Delivering the court’s verdict, Judge Healey Potani said the five-judge panel weighed arguments from both parties and found it necessary to grant MEC its wish to simulate data.

He said the move will give both petitioners and respondents a fair opportunity to demonstrate how results were managed in the system.

Potani: Both parties be given opportunity

But Potani, who is co-hearing the case with judges Ivy Kamanga, Redson Kapindu, Mike Tembo and Dingiswayo Madise, said MEC information and communications technology (ICT) director Muhabi Chisi’s simulation should not be for purposes of traversing the evidence [Daud] Suleman [the sixth witness for the second petitioner] presented.

Said the judge: “We came to the conclusion with the affirmation that the witness’ evidence would not be compromised. We ultimately believe that both parties should be given the opportunity to use the same system to eliminate any doubt.”

MEC’s application followed a simulation exercise by information technology expert  (IT)Suleman, who is the sixth witness for second petitioner and Malawi Congress Party (MCP) president Lazarus Chakwera, which portrayed that the electoral body’s Result Management System (RMS) was compromised and accessed by ‘ghost’ administrators.

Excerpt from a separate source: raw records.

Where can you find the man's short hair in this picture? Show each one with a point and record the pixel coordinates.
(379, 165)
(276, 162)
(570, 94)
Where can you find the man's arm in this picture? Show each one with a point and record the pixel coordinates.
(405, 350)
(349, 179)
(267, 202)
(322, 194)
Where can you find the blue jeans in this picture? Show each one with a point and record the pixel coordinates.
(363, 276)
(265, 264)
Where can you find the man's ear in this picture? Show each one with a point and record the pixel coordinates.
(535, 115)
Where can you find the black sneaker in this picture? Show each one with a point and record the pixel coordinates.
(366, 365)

Through its legal team led by Attorney General Kalekeni Kaphale, MEC asked the court to allow Chisi to simulate the electoral body’s data. The move is an apparent reaction to Suleman’s presentation.

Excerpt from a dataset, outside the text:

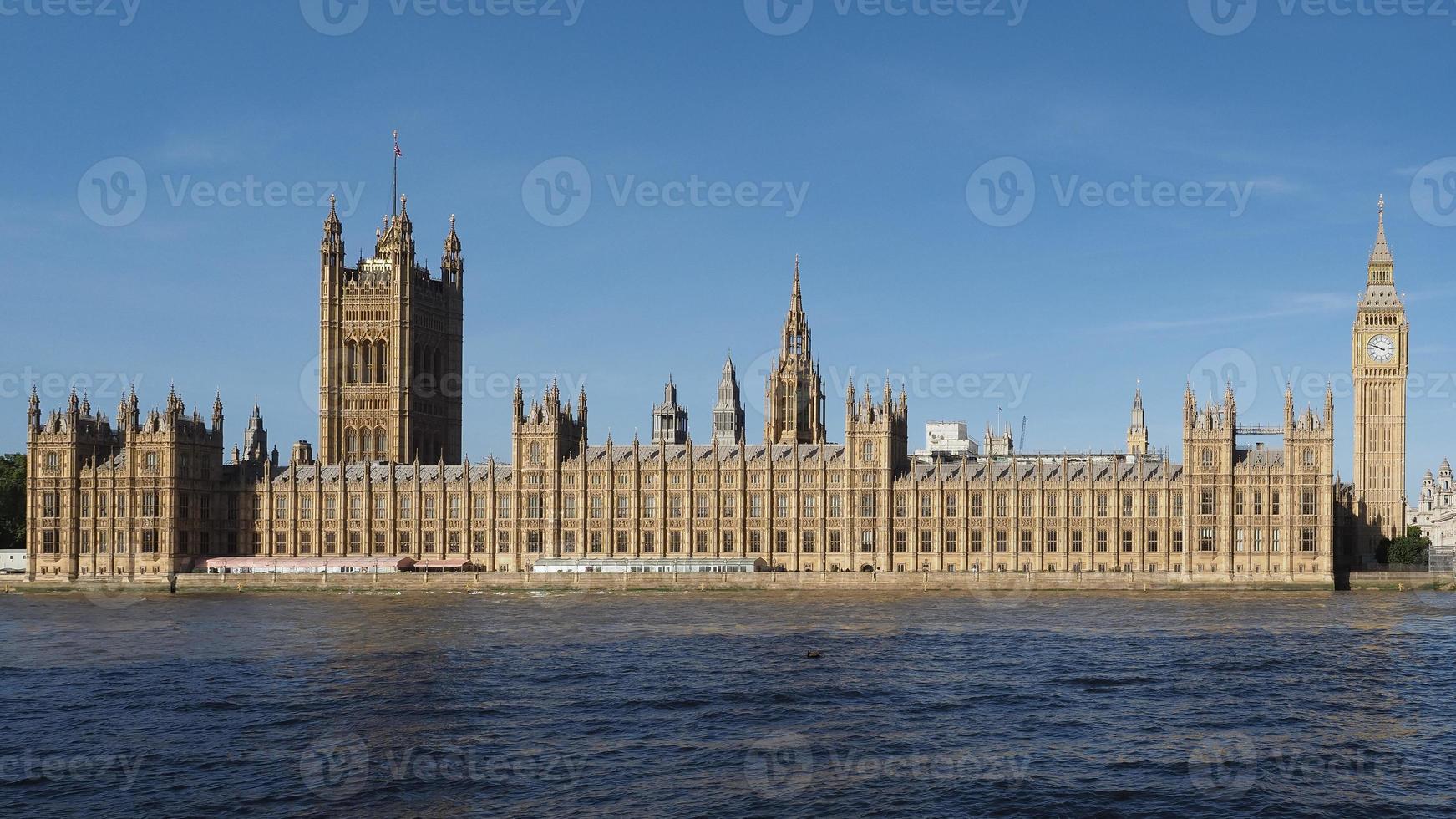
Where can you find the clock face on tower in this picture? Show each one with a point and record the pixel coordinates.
(1381, 348)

Chakwera’s lawyers had objected to the MEC application, saying doing so would mean giving Chisi an opportunity to respond to the evidence Suleman presented. Further, the second petitioner’s lawyers argued that the exercise was outside the sworn statements.

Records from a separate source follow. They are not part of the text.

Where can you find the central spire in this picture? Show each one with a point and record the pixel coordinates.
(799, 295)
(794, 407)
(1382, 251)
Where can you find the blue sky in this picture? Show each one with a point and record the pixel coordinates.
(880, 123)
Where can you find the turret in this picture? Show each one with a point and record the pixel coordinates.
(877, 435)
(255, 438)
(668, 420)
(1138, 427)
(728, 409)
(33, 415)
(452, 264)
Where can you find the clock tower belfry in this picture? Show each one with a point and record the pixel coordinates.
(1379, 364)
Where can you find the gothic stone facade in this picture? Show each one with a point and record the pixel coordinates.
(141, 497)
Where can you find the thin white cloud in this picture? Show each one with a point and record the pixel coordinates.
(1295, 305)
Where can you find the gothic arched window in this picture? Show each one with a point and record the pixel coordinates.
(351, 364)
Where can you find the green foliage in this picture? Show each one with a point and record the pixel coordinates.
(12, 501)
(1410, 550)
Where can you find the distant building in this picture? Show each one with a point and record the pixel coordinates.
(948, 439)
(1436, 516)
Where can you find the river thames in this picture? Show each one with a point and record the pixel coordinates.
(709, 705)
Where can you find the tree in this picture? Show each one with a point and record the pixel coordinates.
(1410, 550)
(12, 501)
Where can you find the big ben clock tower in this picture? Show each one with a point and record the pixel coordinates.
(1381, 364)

Proceedings in the court were adjourned before 4pm yesterday after Kaphale and MEC lawyer Tamando Chokotho finished cross-examining Suleman on a number of issues bordering on the management of elections results.

In his line of questioning, Chokotho spent time trying to prove to the court that Suleman was not a certified IT expert and that he was not affiliated to the IT professional body dubbed Microsoft.

Today, Frank Mbeta, lawyer for President Peter Mutharika who is the first respondent, will start cross-examining Suleman.

In the case, Chakwera alongside first petitioner and UTM Party president Saulos Chilima are seeking nullification of the presidential election results in the May 21 2019 Tripartite Elections and an order for a rerun. The court earlier projected that it would conclude hearing the case by December 6 and that the judges would deliver their verdict within 45 days from the date.